AUSSTELLUNGSKONZEPT – LEBEN AM FLUSS
Das Ausstellungskonzept konzentriert sich auf zwei Schwerpunktbereiche – den Donau-Au-Park und die Hagenweide. Hier werden die Hauptattraktionen wie Themengärten, Veranstaltungsbühnen und Gastronomie verortet. Blumenhalle und Gärtnermarkt nutzen den Gebäudebestand in Bahnhofsnähe. Der nördliche Teil des Altstadtrings wird ebenfalls als eingezäunter Bereich in die Gartenschau eingebunden und um gärtnerische Beiträge ergänzt. Die Zwischenstücke im Bereich der historischen Mühlen und das Viertel Auf dem Gries werden als wichtige Trittsteine zwischen den Schwerpunktbereichen aufgewertet und temporär bespielt. Hier werden Aspekte der Stadtgeschichte mit zukunftsweisenden Themen der Stadtentwicklung verwoben. Das Leben am Fluss wird unterschiedlich beleuchtet und zum tragenden Thema der Gartenschau – die Präsenz von Günz und Donau im Stadtbild werden deutlich erhöht. Die historische Parkanlage „Städtische Anlagen“ wird aufgewertet, insbesondere die historische Baumallee zum Schloss Reisensburg wird als tragendes Strukturelement wieder stärker herausgearbeitet. Die östliche Märchenwiese wird als Teil der Gartenschau eingebunden. Hier liegt der Schwerpunkt auf kulturellen Veranstaltungen rund um Märchen und Sagen aus verschiedenen Teilen der Welt.

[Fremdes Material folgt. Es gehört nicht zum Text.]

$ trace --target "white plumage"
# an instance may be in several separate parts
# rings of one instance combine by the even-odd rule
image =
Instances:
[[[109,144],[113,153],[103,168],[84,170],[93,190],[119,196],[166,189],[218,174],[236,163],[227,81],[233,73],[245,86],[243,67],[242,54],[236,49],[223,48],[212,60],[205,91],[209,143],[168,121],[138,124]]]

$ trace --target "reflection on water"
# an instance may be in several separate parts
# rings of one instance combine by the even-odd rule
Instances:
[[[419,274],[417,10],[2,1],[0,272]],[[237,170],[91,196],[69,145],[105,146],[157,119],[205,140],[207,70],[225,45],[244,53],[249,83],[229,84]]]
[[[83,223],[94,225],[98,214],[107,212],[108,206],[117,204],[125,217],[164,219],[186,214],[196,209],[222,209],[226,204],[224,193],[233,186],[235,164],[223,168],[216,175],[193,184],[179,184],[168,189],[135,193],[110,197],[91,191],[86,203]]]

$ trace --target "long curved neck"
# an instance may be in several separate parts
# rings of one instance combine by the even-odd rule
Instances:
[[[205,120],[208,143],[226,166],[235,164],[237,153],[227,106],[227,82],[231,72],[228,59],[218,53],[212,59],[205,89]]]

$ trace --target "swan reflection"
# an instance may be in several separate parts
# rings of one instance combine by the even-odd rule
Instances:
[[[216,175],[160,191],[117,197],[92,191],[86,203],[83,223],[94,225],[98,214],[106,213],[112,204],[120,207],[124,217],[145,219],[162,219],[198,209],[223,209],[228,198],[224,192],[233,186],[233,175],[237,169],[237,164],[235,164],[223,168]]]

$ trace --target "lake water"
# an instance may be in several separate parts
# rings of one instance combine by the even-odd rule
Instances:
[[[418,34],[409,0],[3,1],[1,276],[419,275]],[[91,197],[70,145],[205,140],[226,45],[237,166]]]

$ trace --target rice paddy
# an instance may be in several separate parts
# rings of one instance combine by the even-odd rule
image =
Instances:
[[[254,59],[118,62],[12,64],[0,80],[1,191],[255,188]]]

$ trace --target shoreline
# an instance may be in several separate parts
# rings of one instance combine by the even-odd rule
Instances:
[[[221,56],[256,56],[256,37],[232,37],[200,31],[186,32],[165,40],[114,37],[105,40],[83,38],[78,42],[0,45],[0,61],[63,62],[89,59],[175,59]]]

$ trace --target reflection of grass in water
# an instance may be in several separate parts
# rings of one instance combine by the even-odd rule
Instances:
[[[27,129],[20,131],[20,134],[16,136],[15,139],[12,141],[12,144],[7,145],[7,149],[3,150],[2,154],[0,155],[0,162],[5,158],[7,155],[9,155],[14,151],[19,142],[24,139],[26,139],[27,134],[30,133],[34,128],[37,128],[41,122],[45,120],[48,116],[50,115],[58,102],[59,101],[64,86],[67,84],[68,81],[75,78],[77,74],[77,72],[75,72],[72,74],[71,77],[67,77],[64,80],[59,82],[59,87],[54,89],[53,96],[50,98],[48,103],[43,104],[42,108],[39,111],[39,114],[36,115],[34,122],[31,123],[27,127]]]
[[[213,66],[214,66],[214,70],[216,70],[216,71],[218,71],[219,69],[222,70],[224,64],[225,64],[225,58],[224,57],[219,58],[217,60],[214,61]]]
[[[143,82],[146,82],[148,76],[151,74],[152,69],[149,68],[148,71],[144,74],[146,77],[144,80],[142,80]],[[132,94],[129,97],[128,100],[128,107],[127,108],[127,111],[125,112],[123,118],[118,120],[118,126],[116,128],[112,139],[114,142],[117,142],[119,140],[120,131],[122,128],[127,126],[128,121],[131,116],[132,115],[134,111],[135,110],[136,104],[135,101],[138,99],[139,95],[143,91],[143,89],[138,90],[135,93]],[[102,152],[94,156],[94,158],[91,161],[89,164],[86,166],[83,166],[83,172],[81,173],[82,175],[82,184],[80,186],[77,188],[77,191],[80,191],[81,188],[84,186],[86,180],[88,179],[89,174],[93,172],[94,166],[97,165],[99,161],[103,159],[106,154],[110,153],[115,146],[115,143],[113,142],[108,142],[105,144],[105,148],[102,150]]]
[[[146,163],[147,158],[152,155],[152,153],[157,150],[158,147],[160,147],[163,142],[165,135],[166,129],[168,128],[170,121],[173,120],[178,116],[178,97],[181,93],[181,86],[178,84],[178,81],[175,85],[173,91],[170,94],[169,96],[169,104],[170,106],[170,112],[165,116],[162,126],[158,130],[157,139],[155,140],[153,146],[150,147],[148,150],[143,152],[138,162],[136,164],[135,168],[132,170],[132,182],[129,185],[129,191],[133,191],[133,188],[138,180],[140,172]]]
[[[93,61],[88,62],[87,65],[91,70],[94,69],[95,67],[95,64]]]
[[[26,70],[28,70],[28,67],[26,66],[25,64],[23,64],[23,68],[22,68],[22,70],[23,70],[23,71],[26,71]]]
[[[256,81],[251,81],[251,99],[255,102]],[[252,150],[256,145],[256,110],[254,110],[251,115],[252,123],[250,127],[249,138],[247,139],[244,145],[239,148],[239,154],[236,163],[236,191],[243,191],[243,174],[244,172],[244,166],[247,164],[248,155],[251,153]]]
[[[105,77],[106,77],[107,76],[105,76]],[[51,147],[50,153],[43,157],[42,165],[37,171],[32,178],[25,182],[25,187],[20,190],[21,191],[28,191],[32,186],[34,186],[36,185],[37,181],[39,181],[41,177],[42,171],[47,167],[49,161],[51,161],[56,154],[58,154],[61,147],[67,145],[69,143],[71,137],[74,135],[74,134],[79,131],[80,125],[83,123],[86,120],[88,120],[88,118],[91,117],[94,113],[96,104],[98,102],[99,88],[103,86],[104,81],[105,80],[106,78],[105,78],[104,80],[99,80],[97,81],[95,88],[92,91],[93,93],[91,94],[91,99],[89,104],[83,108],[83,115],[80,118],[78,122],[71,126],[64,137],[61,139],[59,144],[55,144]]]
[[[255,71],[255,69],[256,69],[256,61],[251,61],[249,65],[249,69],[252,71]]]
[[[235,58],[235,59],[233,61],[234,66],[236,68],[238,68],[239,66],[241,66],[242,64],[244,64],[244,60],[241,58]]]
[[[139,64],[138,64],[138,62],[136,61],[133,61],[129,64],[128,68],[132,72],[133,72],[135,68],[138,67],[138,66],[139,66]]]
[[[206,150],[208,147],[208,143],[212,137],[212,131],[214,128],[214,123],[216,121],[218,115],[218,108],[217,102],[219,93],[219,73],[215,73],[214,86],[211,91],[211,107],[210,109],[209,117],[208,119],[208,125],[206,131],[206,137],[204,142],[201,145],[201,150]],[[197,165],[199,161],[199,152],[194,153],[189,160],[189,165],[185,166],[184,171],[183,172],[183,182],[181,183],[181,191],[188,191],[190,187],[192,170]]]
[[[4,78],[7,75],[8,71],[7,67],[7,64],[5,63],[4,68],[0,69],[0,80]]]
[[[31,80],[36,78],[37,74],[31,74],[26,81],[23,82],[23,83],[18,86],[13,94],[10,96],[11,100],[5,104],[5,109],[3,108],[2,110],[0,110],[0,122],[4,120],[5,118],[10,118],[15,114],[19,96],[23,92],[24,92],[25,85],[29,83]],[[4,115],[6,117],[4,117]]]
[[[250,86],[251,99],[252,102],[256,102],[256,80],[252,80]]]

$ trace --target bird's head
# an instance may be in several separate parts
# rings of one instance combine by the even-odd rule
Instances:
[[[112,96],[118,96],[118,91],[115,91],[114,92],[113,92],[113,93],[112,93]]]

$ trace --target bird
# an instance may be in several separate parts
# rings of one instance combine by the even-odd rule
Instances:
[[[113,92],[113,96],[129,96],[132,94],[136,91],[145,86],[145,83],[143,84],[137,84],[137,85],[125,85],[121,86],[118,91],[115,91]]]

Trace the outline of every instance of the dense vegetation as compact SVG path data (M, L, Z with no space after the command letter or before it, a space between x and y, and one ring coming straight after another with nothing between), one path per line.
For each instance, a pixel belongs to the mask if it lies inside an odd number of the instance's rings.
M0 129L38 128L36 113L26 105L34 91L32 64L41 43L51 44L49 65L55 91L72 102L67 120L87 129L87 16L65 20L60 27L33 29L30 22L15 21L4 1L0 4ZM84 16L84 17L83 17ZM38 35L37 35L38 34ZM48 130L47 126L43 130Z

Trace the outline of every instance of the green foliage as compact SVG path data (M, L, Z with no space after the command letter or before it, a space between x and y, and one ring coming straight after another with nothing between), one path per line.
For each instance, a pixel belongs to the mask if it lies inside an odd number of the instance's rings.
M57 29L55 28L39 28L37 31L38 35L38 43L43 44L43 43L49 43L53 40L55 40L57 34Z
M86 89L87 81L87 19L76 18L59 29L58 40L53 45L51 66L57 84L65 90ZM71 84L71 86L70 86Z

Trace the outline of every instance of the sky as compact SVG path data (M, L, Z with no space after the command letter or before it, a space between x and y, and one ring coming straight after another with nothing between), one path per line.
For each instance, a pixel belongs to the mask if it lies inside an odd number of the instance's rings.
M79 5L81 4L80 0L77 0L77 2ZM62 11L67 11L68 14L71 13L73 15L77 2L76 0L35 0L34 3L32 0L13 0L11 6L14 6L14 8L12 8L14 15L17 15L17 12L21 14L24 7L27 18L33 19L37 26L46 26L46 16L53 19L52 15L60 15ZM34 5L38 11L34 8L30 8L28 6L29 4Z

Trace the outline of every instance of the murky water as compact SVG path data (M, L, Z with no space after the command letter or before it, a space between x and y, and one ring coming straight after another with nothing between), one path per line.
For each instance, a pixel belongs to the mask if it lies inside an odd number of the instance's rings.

Die Aspekte Nachhaltigkeit und Schutz wertvoller Ressourcen nehmen bei der Gartenschaukonzeption einen ebenso zentralen Stellenwert ein wie die reiche Kulturlandschaftstradition Günzburgs und die enge Verwebung mit dem Element Wasser. Zahlreiche Gartenschaubeiträge beschäftigen sich mit zukunftweisenden Themen wie Wassermanagement, Klimaresilienz und Artenvielfalt. Das Thema Nachhaltigkeit zieht sich als übergeordnetes Thema durch sämtliche Ausstellungsinhalte und schafft einen eigenständigen Erzählstrang. Themen, die sich aus der Historie der Stadt ableiten, definieren einen zweiten Erzählstrang. Eng mit der Stadtgeschichte verbundene Artefakte bilden dauerhafte Hinterlassenschaften über das Veranstaltungsjahr der Landesgartenschau hinaus.